Today my oldest child turned twelve. She and I took a wonderful morning swim together; then Ralph and I treated her and a few of her close friends to a turn at the rollerskating rink. We brought the kiddos home for gift-opening followed by one of her favorite dinners – spaghetti and meatballs with green beans and homemade garlic bread. Ralph made up a delightful cake. All in all, a day on the quiet.
All in all, a good day.
But – I’ve felt this odd sense of sadness as well.
A decade ago my first counselor predicted I’d go back through my own childhood, as I watched my daughter grow. This was true as she reached age two (which was an important age for me); and while I watched this unfold, I remember thinking it might happen around age thirteen, as well.
I hadn’t thought about that conversation, or that counselor, for several years. But now the day has arrived, and the time has come.
Twelve years old, things were getting rough for me. They didn’t get measurably better for a very long, long time.
My daughter is not me, though. She is herself. I remind myself of this.
Yesterday Phoenix and I joined Ralph and Nels at a local brake shop; we were seeking a quote for his car. The moment, and I mean the moment we arrived at a table to sit, an older, odd-looking fellow came right up to our daughter – RIGHT up to her – and started speaking at her presumptuously. She huffed this angry little huff and turned her back right on him and walked away. It couldn’t have been a more pointed message had she said something aloud. The man kept talking, and raised his voice to get her attention – but she didn’t turn around.
I stood between the man and my girl, my heart. I said aloud, “I guess she doesn’t want to hear what you have to say.”
I could easily see how my daughter had responded; at the same time, I felt stunned. I was surprised at her unfailing intuition. I know I didn’t have it, not at her age, and not for many years. I am still rebuilding it.
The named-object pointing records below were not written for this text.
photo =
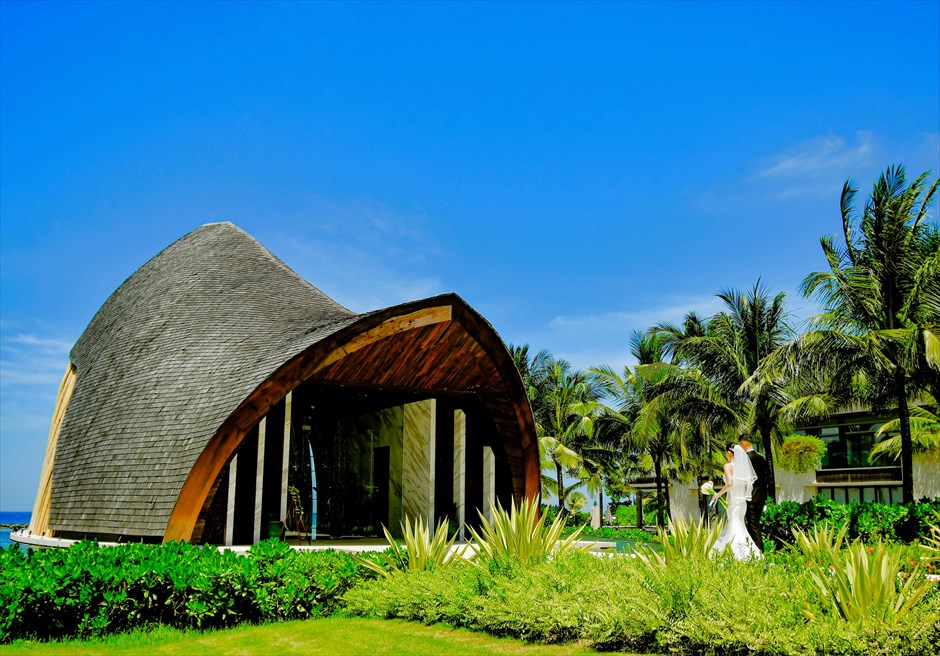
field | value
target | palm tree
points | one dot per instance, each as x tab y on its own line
564	407
881	301
732	352
568	409
627	418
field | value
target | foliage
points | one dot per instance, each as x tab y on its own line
625	515
332	636
88	590
617	603
862	583
932	542
519	536
734	352
878	338
821	544
866	520
617	533
801	453
422	550
925	434
685	539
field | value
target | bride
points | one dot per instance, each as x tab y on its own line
739	479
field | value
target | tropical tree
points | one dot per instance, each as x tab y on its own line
568	409
733	351
564	405
880	323
629	415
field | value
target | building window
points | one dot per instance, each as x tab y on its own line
877	493
847	445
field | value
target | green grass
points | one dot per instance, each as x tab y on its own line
331	636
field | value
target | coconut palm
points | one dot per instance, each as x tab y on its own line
880	322
564	405
925	433
731	352
568	408
639	426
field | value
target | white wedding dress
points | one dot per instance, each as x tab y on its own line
735	533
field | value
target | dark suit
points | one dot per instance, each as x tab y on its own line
758	498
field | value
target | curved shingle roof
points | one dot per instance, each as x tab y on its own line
161	365
203	338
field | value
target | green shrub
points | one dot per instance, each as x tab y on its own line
801	453
87	590
690	606
866	520
611	533
862	583
519	535
422	551
625	515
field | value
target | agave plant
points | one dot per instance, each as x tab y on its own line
932	543
684	539
521	535
421	552
822	544
862	583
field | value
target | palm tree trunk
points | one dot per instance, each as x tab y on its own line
667	498
767	441
907	446
658	469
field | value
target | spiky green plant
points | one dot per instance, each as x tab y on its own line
932	544
421	552
862	583
684	539
822	544
520	535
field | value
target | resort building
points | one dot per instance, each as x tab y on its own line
217	397
844	474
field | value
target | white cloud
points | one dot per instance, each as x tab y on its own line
43	344
819	165
30	360
604	338
821	156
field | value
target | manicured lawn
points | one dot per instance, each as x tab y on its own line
326	637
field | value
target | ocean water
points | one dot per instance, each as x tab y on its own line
11	518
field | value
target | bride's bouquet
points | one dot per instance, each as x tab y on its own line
708	489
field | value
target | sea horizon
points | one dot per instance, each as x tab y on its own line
12	517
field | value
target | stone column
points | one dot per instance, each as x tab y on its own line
230	509
418	465
285	460
489	482
259	481
460	468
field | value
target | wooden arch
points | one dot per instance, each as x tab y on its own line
437	345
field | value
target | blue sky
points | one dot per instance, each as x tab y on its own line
574	171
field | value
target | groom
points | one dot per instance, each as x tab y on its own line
758	493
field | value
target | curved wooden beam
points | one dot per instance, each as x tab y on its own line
371	329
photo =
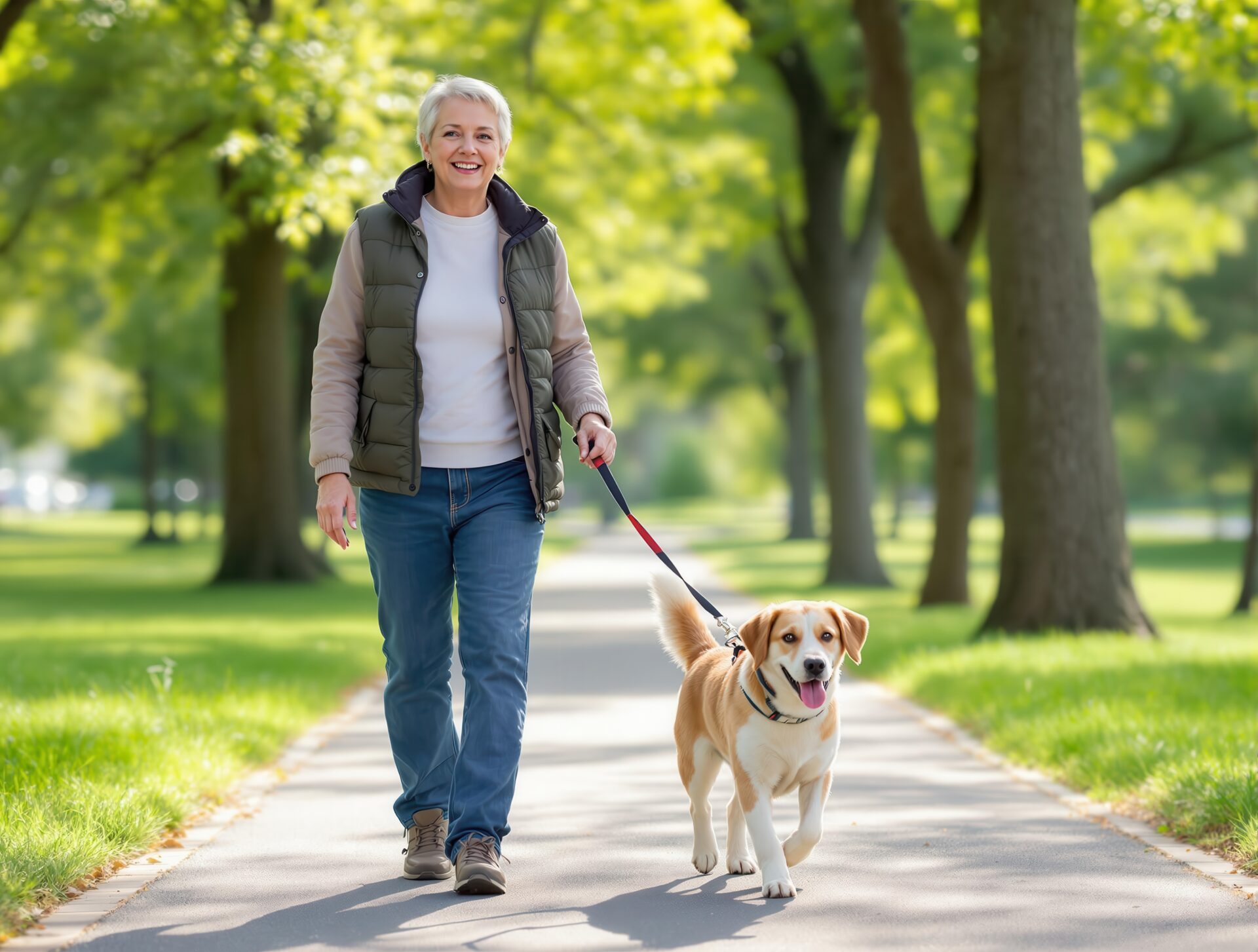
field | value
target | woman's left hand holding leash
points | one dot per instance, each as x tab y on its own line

I’d been trained to listen to any old (or young) creep who wanted to bend my ear, or tell an overlong story, “flirt” or “compliment”, or talk at me in whatever way he pleased. I learned this not at my father’s knee (he wasn’t such a boor – thank God); but I’d learned it from other elders. And as the fellow finally stopped talking and drifted away again, I had an odd feeling of disconnect observing my daughter’s instincts.
A little while later, she and I leave the shop. As we step into my car I ask her: “You didn’t do anything wrong – but I’m wondering, why did you walk away from that man when he began talking to you?”
“I have a right to when I feel uneasy,” she replies simply.
I put the car in gear and blink back tears. She is her preternatural calm, as usual. She is that fierce ice storm. She is that loving girl who slides her left hand into mine, and finds the New Wave pop tune she loves on my iPod. She says, “I want to sleep with you tonight.”
My wish for her isn’t just that she is loved, and cared for, and fed, and kept safe – but that she is kept safe where it matters most; in her own heart. When it comes down to it, she will be the one keeping herself, she will be the one caring for herself. I will be gone some day but maybe I live on in her breast.
She is growing herself up, and everything is as it should be.